No era una pregunta, sino una afirmación expresada con su habitual arrogancia.
—Dios mío, ¿Qué tengo que hacer para que lo entiendas? —ella abrió los ojos desmesuradamente—. Déjame sola.
—¿Cómo voy a hacerlo si no dejo de pensar en tí día y noche? —gruñó él—. ¿Cómo voy a olvidarte si me correspondes con tanta pasión? Lo sientes, Paula, igual que yo. Hay algo entre nosotros, química, atracción, llámalo como quieras. Sólo sé que nunca me he sentido así por ninguna mujer.
Mientras hablaba, él la tomó en sus brazos con sus oscuros ojos ardientes de deseo y frustración, y con una ternura que a ella le dolió. Las lágrimas que había reprimido toda la noche empezaron a deslizarse por sus mejillas.
—No lo entiendes —sollozó ella mientras le golpeaba el pecho con las manos.
—Entonces, haz que lo entienda —dijo él mientras ignoraba sus golpes hasta que ella se derrumbó sobre él—. Quiero mantener una relación contigo, Paula—la miró a los ojos—. Que seamos amigos y amantes —añadió cuando ella sacudió ferozmente la cabeza—. Y creo que entiendo por qué te cuesta tanto confiar.
Ella lo dudaba seriamente. Nadie conocía sus secretos. Jamás le había confesado a nadie la insana obsesión que sentía su padrastro por ella, ni siquiera Sofía lo sabía.
—¿Por qué no quieres aceptar que no me atraes? —murmuró ella mientras intentaba soltarse y dejar un espacio entre ellos.
Él parecía dominar la habitación y ella se fijó en la envergadura de sus hombros. Desesperada, se centró en su boca y, al recordar la sensación al tenerla sobre la suya, sus labios se entreabrieron en una involuntaria invitación.
—Sé que eres tan consciente como yo de la atracción que nos consume —dijo él seriamente—. Cuando te tengo en mis brazos, cuando te beso, tu cuerpo me dice lo que te niegas a admitir. Me deseas, Paula, con una pasión que iguala la mía. Pero los sucesos de tu infancia, y sobre todo la traición de tu padre, te impiden entregarte a nadie.
—¿Qué tiene que ver Miguel con todo esto? Ya te he dicho que adoraba a mi padre.
—Y él te abandonó. Te rechazó y eligió a su segunda esposa y sus hijas antes que a tí. Entiendo lo desolador que debió de ser, pedhaki mou.
—Lo dudo —murmuró Paula con cansancio—. Mi padre era un adúltero compulsivo que le rompió el corazón a mi madre. No puedes culparme por intentar evitar acabar igual que ella —ella se alejó de él—. Estoy cansada y no quiero hablar sobre ello —murmuró mientras se ponía rígida al acercarse él por detrás y apoyar las manos sobre sus hombros.

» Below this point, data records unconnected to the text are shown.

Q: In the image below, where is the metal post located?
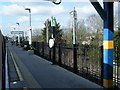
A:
[0,31,3,90]
[16,23,20,45]
[72,8,77,73]
[103,2,114,88]
[29,9,32,48]
[46,22,49,43]
[59,44,62,66]
[51,17,56,64]
[25,8,32,49]
[73,8,77,44]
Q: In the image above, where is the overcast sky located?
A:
[0,0,118,35]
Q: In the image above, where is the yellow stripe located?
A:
[103,79,113,88]
[28,50,34,52]
[103,41,114,49]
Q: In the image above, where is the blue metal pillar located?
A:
[103,2,114,88]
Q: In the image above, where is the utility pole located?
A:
[51,17,56,64]
[25,8,32,49]
[16,23,20,45]
[70,8,77,73]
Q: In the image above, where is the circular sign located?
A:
[49,39,54,48]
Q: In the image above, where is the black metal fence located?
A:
[20,42,120,88]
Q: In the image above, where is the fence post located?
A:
[53,44,56,64]
[59,44,61,66]
[49,48,51,61]
[100,46,104,86]
[0,31,2,90]
[73,44,78,73]
[42,42,44,57]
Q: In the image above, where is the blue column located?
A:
[103,2,114,88]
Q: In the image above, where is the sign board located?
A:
[49,39,54,48]
[11,31,24,34]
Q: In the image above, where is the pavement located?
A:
[7,44,102,89]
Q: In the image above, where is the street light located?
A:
[16,23,20,44]
[45,0,62,5]
[25,8,32,49]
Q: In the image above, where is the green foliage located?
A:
[42,19,63,43]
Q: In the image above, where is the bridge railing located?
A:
[32,42,103,85]
[0,31,6,90]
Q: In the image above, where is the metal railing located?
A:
[32,42,103,85]
[20,42,120,88]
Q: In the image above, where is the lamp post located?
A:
[25,8,32,49]
[70,8,77,73]
[45,0,62,5]
[16,23,20,45]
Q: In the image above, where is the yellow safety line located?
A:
[9,48,23,81]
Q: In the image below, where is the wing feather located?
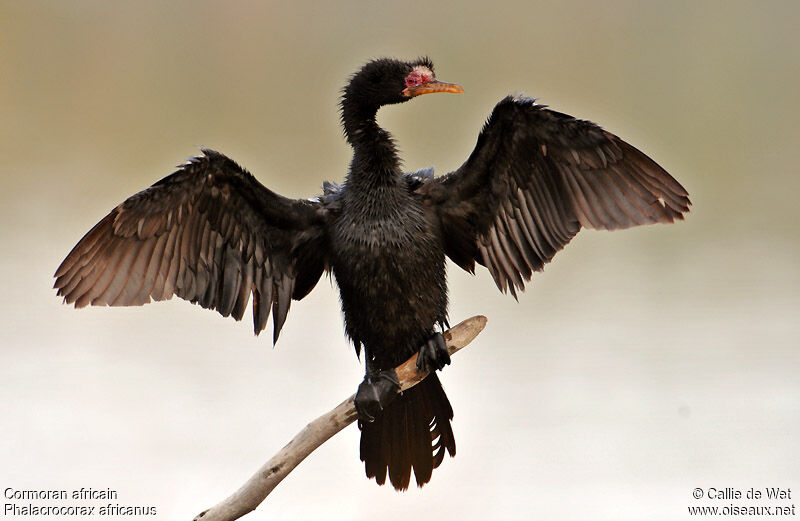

—No puedo ayudarte si no confías en mí —dijo con dulzura.
—¡No necesito ayuda, maldita sea! Si alguna vez voy al psicólogo, ya te lo diré —le espetó, aunque su sarcasmo quedó anulado por las lágrimas que la ahogaban.
Pedro no contestó y empezó a masajearle los tensos músculos del cuello. Paula sabía que debía retirarse, pero la sensación de sus manos sobre su piel era maravillosa. Él masajeó sus músculos con eficacia y alivió la tensión hasta que ella se relajó.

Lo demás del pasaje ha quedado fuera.